Annoncée mi-août, la réunion du Conseil de sécurité des Nations Unies sur la façon dont Daesh traite les homosexuels s’est tenue hier, lundi 24 août.

Animée par Samantha Power, ambassadrice des États-unis, et Cristian Barros Melet, ambassadeur du Chili, cette rencontre informelle, une première pour le Conseil de sécurité, était ouverte aux 193 États membres. Treize des quinze membres du Conseil de sécurité étaient représentés, rapporte RFI: seuls manquaient l’Angola et le Tchad. Les représentants de quatre pays connus pour leur mauvais traitement des personnes LGBT – Chine, Russie, Nigeria et Malaisie – ne se sont pas exprimés mais ont assisté à toute la réunion.
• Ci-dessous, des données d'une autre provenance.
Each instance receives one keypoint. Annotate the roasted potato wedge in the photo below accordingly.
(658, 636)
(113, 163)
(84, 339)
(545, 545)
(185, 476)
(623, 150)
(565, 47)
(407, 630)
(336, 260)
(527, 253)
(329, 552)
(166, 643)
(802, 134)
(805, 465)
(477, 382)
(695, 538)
«C’est la première fois dans l’histoire que ce Conseil tient une réunion sur la victimisation des personnes LGBT, a déclaré Samantha Power. C’est la première fois que nous disons, d’une seule voix, qu’il est inacceptable de cibler les personnes en raison de leur orientation sexuelle ou de leur identité de genre. C’est une étape historique. Et, comme nous le savons tou.te.s, il était temps.»

Les participant.e.s ont pu entendre les témoignages de deux hommes homosexuels qui ont échappé à Daesh, Subhi Nahas, originaire de Syrie et réfugié à San Francisco, et un Irakien, qui a témoigné sous pseudonyme («Adnan») et par téléphone depuis un endroit tenu secret.

Cité par BuzzFeed, Adnan, qui semble être la même personne que celle qui a témoigné récemment auprès de la BBC (lire «Pourquoi mon propre père aurait voulu me livrer à Daesh pour me tuer», témoigne un jeune gay irakien), a souligné que Daesh a une façon «très professionnelle de traquer les personnes homosexuelles».

«Pour des millions de Syrien.ne.s, à la fois dans et hors du pays, le temps manque, a pour sa part averti Subhi Nahas, cité par Washington Blade. Pour mes compatriotes qui ne se conforment pas aux normes de genre et de sexualité, la dernière heure est déjà passées. Ils et elles ont besoin de votre aide immédiatement.»

Jessica Stern, directrice exécutive de de l’International Gay and Lesbian Human Rights Commission (IGLHRC), a pour sa part précisé que selon les données dont disposent les ONG – essentiellement celles publiées par Daesh pour sa propagande –, au moins 30 hommes homosexuels auraient été exécutés par Daesh depuis juin 2014, indiquant que des lesbiennes et des personnes trans’ ont également été visées (attention, la vidéo ci-dessous contient des images qui peuvent heurter).

Si le lecteur ne s’affiche pas, cliquez sur ‪Timeline of Alleged Killings by ISIS as Punishment for Sodomy and Related Crimes of ‘Morality’‬

Pour la représentante de l’Argentine, le simple fait de devoir évoquer ces questions montre que c’est un échec. Le Royaume-Uni et le Japon, notamment, ont rappelé que les droits humains sont universels et doivent s’appliquer à tou.te.s, partout, tandis que l’Allemagne et la Corée ont incité le Conseil de sécurité à agir.

Après la réunion, Jessica Stern s’est entretenue avec les journalistes et a remarqué que l’intervention de la Jordanie condamnant les violences de Daesh marquait la première remarque explicitement positive de la part d’un pays arabe dans une discussion sur les violences à l’encontre des personnes LGBT, complète BuzzFeed.

Aucune feuille de route, aucune mesure concrète n’ont été décidées au cours de cette réunion informelle, qui avait pour objectif de donner un coup de projecteur aux violences qui ciblent les personnes LGBT. «Une porte a été ouverte aujourd’hui, et nous devons aller voir ce qu’il se passe lorsque nous passons cette porte», a déclaré Jessica Stern.